Now you find out they are on Website A. Only about 1,000 users on A are from New York State- this provides another 4 bits of information. Now you're 16 bits away from pinpointing them.

Out of a population of 1000 people, only ten differentiating things need to be known about a person to uniquely identify them.


_________________
This sentance contains three erors.

http://www.wrongplanet.net/postt156929.html - How to annoy me


IdahoRose
Veteran
Veteran

User avatar

Joined: 24 Feb 2007
Age: 35
Gender: Female
Posts: 19,801
Location: The Gem State

29 Mar 2011, 4:35 pm

I try to use different usernames on different sites so I'm less easy to identify.



superboyian
Veteran
Veteran

User avatar

Joined: 9 Sep 2009
Age: 34
Gender: Male
Posts: 14,718
Location: London

29 Mar 2011, 5:06 pm

I use the same nickname on different sites so you can recognise me but I also use other nicknames so I don't find myself being spotted elsewhere unless I feel the need to tell you.


_________________
We are a community and we are one in unity.


Descartes
Veteran
Veteran

User avatar

Joined: 8 Apr 2008
Age: 34
Gender: Male
Posts: 6,288
Location: Texas, unfortunately

29 Mar 2011, 5:47 pm

I mostly use different usernames for different sites. My default username is my first name with some numbers behind it.


_________________
What fresh hell is this?


all_white
Veteran
Veteran

User avatar

Joined: 12 Mar 2011
Age: 23
Gender: Female
Posts: 3,142
Location: Scotland

29 Mar 2011, 5:58 pm

It would not, in my opinion, be "cool to be recognisable under just one username."

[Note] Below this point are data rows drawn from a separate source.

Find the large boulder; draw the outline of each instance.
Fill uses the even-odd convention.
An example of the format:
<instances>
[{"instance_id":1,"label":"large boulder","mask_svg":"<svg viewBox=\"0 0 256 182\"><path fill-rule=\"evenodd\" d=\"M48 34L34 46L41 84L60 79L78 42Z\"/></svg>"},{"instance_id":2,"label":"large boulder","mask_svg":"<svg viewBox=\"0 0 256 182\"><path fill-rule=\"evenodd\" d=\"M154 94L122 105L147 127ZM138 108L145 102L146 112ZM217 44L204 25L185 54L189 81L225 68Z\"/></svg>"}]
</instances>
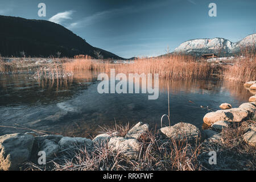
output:
<instances>
[{"instance_id":1,"label":"large boulder","mask_svg":"<svg viewBox=\"0 0 256 182\"><path fill-rule=\"evenodd\" d=\"M31 155L34 138L24 134L0 136L0 170L18 170Z\"/></svg>"},{"instance_id":2,"label":"large boulder","mask_svg":"<svg viewBox=\"0 0 256 182\"><path fill-rule=\"evenodd\" d=\"M204 117L204 122L209 126L219 121L239 122L250 117L256 109L255 106L255 102L247 102L238 108L208 113Z\"/></svg>"},{"instance_id":3,"label":"large boulder","mask_svg":"<svg viewBox=\"0 0 256 182\"><path fill-rule=\"evenodd\" d=\"M109 142L108 146L110 150L120 152L131 159L136 159L141 150L141 143L135 138L112 137Z\"/></svg>"},{"instance_id":4,"label":"large boulder","mask_svg":"<svg viewBox=\"0 0 256 182\"><path fill-rule=\"evenodd\" d=\"M183 122L180 122L171 127L162 127L160 129L160 133L166 138L175 140L187 139L189 142L195 142L200 136L200 131L196 126Z\"/></svg>"},{"instance_id":5,"label":"large boulder","mask_svg":"<svg viewBox=\"0 0 256 182\"><path fill-rule=\"evenodd\" d=\"M45 139L40 147L40 151L46 152L46 160L54 158L58 153L60 147L53 140Z\"/></svg>"},{"instance_id":6,"label":"large boulder","mask_svg":"<svg viewBox=\"0 0 256 182\"><path fill-rule=\"evenodd\" d=\"M249 101L250 102L256 102L256 95L250 97L249 98Z\"/></svg>"},{"instance_id":7,"label":"large boulder","mask_svg":"<svg viewBox=\"0 0 256 182\"><path fill-rule=\"evenodd\" d=\"M86 138L64 136L58 144L60 146L60 150L63 151L75 146L85 146L86 147L90 147L93 145L93 142Z\"/></svg>"},{"instance_id":8,"label":"large boulder","mask_svg":"<svg viewBox=\"0 0 256 182\"><path fill-rule=\"evenodd\" d=\"M231 104L229 104L228 103L222 103L220 105L220 108L221 109L229 109L232 108L232 106Z\"/></svg>"},{"instance_id":9,"label":"large boulder","mask_svg":"<svg viewBox=\"0 0 256 182\"><path fill-rule=\"evenodd\" d=\"M250 89L251 90L256 90L256 84L254 84L250 86Z\"/></svg>"},{"instance_id":10,"label":"large boulder","mask_svg":"<svg viewBox=\"0 0 256 182\"><path fill-rule=\"evenodd\" d=\"M138 139L147 131L148 131L148 125L139 122L128 131L125 138L134 138Z\"/></svg>"},{"instance_id":11,"label":"large boulder","mask_svg":"<svg viewBox=\"0 0 256 182\"><path fill-rule=\"evenodd\" d=\"M249 145L256 147L256 132L251 130L243 135L243 140Z\"/></svg>"},{"instance_id":12,"label":"large boulder","mask_svg":"<svg viewBox=\"0 0 256 182\"><path fill-rule=\"evenodd\" d=\"M246 82L246 83L245 83L243 84L243 86L245 86L245 87L250 87L255 84L256 84L256 81L248 81L248 82Z\"/></svg>"}]
</instances>

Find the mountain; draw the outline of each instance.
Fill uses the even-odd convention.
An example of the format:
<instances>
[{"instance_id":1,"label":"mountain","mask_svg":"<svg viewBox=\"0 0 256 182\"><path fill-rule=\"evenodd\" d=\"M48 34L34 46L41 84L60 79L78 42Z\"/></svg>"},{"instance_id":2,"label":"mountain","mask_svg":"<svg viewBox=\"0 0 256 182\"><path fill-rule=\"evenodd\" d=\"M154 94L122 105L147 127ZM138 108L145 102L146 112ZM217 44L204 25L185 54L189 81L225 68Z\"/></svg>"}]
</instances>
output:
<instances>
[{"instance_id":1,"label":"mountain","mask_svg":"<svg viewBox=\"0 0 256 182\"><path fill-rule=\"evenodd\" d=\"M0 54L2 56L73 57L88 55L104 59L123 59L113 53L94 47L63 26L43 20L0 15Z\"/></svg>"},{"instance_id":2,"label":"mountain","mask_svg":"<svg viewBox=\"0 0 256 182\"><path fill-rule=\"evenodd\" d=\"M241 52L241 48L245 47L253 47L255 49L255 46L256 34L254 34L236 43L219 38L190 40L181 44L175 49L174 53L196 55L214 53L220 56L227 56L238 54Z\"/></svg>"}]
</instances>

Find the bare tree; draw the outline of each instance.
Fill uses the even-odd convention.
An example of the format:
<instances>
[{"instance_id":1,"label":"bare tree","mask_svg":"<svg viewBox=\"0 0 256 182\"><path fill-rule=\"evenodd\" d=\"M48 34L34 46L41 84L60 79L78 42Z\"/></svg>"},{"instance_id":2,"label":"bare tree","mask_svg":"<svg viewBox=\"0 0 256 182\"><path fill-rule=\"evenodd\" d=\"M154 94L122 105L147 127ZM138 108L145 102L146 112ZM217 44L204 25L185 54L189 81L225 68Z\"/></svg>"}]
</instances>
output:
<instances>
[{"instance_id":1,"label":"bare tree","mask_svg":"<svg viewBox=\"0 0 256 182\"><path fill-rule=\"evenodd\" d=\"M57 55L57 56L58 56L58 57L60 58L60 55L61 54L61 52L58 51L58 52L56 52L56 54Z\"/></svg>"},{"instance_id":2,"label":"bare tree","mask_svg":"<svg viewBox=\"0 0 256 182\"><path fill-rule=\"evenodd\" d=\"M20 51L20 52L19 52L19 54L21 56L23 56L24 58L25 58L25 57L26 57L25 51Z\"/></svg>"},{"instance_id":3,"label":"bare tree","mask_svg":"<svg viewBox=\"0 0 256 182\"><path fill-rule=\"evenodd\" d=\"M101 55L101 51L100 50L94 50L94 53L95 56L96 56L96 57L98 59L102 59L102 57L103 57Z\"/></svg>"}]
</instances>

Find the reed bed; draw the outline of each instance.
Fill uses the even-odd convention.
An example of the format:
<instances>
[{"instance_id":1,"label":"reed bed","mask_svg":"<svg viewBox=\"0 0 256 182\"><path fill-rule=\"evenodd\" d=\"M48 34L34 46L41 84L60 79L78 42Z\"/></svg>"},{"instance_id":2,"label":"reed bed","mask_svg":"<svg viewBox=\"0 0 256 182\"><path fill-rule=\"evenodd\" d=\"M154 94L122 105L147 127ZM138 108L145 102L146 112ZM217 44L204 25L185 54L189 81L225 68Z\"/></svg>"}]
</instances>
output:
<instances>
[{"instance_id":1,"label":"reed bed","mask_svg":"<svg viewBox=\"0 0 256 182\"><path fill-rule=\"evenodd\" d=\"M99 61L89 57L77 57L65 63L64 68L66 72L69 72L94 70L109 73L110 69L115 69L116 73L158 73L159 77L167 78L207 79L213 71L209 63L183 55L137 59L129 64Z\"/></svg>"},{"instance_id":2,"label":"reed bed","mask_svg":"<svg viewBox=\"0 0 256 182\"><path fill-rule=\"evenodd\" d=\"M224 71L225 79L240 82L256 80L256 57L255 54L240 58L233 65Z\"/></svg>"}]
</instances>

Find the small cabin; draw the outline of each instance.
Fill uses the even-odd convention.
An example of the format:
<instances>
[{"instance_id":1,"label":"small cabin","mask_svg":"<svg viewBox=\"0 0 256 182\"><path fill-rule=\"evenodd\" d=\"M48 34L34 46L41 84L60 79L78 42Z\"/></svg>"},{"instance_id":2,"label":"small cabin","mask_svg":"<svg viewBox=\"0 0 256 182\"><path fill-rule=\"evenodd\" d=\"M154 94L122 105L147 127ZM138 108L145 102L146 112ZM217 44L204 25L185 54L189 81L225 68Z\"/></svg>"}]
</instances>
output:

What if you're a member on one forum where you provide little disclosure of your private life, and another one where you pour your heart out about your most intimate problems?

People can look you up and find out stuff about you that you don't want them to know. I don't want them doing that to me.

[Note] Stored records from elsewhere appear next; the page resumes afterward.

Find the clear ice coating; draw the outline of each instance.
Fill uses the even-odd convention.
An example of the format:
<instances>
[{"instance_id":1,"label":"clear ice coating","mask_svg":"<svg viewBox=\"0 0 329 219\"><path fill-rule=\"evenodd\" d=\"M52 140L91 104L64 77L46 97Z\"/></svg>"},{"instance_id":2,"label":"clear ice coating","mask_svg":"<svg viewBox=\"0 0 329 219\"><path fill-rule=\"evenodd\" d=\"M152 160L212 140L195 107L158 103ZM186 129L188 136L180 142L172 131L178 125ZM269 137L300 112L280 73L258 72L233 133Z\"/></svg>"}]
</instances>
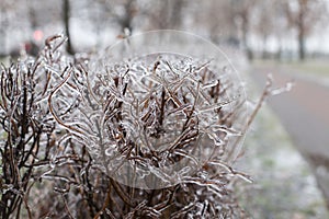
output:
<instances>
[{"instance_id":1,"label":"clear ice coating","mask_svg":"<svg viewBox=\"0 0 329 219\"><path fill-rule=\"evenodd\" d=\"M148 189L192 182L206 162L239 151L246 96L213 44L149 32L109 48L90 69L68 76L54 108L60 115L79 103L61 120L115 181Z\"/></svg>"}]
</instances>

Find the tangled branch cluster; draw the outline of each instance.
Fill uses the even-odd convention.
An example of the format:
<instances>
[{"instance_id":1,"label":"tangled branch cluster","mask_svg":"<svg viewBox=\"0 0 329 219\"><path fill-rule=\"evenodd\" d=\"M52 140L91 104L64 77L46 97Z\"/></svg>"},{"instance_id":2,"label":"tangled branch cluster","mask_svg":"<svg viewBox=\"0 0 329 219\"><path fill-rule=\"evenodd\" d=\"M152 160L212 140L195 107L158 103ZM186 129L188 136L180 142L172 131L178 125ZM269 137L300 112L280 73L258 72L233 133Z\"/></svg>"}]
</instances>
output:
<instances>
[{"instance_id":1,"label":"tangled branch cluster","mask_svg":"<svg viewBox=\"0 0 329 219\"><path fill-rule=\"evenodd\" d=\"M242 217L227 74L169 54L92 72L63 43L1 68L2 218Z\"/></svg>"}]
</instances>

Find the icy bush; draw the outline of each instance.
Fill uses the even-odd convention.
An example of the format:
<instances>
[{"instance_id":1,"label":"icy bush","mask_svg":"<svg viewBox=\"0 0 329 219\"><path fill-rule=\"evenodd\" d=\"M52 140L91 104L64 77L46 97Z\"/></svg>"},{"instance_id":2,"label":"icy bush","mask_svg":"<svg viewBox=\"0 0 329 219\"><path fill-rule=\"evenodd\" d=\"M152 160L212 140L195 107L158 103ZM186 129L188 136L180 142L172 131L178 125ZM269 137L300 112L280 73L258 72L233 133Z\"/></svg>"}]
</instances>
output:
<instances>
[{"instance_id":1,"label":"icy bush","mask_svg":"<svg viewBox=\"0 0 329 219\"><path fill-rule=\"evenodd\" d=\"M234 186L250 178L229 164L248 124L227 68L161 53L94 69L63 43L1 69L2 218L243 216Z\"/></svg>"}]
</instances>

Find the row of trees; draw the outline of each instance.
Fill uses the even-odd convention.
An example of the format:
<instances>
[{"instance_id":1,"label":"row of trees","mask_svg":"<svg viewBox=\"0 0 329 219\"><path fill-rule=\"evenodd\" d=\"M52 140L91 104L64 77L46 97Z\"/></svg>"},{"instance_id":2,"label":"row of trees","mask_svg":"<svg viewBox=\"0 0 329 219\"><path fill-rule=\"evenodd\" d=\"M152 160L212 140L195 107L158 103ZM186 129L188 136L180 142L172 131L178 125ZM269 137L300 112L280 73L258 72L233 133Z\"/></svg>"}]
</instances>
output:
<instances>
[{"instance_id":1,"label":"row of trees","mask_svg":"<svg viewBox=\"0 0 329 219\"><path fill-rule=\"evenodd\" d=\"M2 4L2 1L7 4ZM2 12L18 10L22 14L22 10L27 9L32 28L53 22L64 25L66 34L70 36L69 24L75 19L75 22L91 23L90 28L99 37L95 41L100 41L109 27L116 35L124 33L124 30L129 33L157 28L186 30L216 43L225 41L240 45L249 58L252 58L254 50L252 42L263 43L264 57L270 38L276 42L280 54L284 38L293 35L298 45L298 57L304 59L307 37L315 34L328 19L328 3L324 0L63 0L50 3L31 0L23 8L20 3L9 2L1 0ZM46 19L49 10L53 11L52 21ZM3 22L1 19L1 24ZM8 25L1 25L1 35L4 35L4 28L12 21L5 22ZM86 25L81 26L86 28ZM69 41L69 53L75 53L75 42L78 41L72 38L72 45Z\"/></svg>"}]
</instances>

And then there are the people who make up multiple fake online personas, and aren't who they are pretending to be.

What makes people think that everyone on here is who they say they are, or is disclosing all the nasty stuff they want to hide?



Last edited by all_white on 31 Mar 2011, 4:11 am, edited 1 time in total.

BottleCap
Veteran
Veteran

User avatar

Joined: 12 Sep 2010
Age: 34
Gender: Male
Posts: 525
Location: Cat Land

29 Mar 2011, 6:05 pm

At first, I would've used the same username on different sites, but today, I find none of my usernames being the same, possibly because I didn't want to be found somewhere else (like here, as one example).

I can't imagine myself using the same username online on sites I will probably be at in the future, unless I really want to re-use one, or am not concerned with being found. I think that searching my usernames put me off using the same one, so yah.

Oh, and my avatars are usually different from each other, too.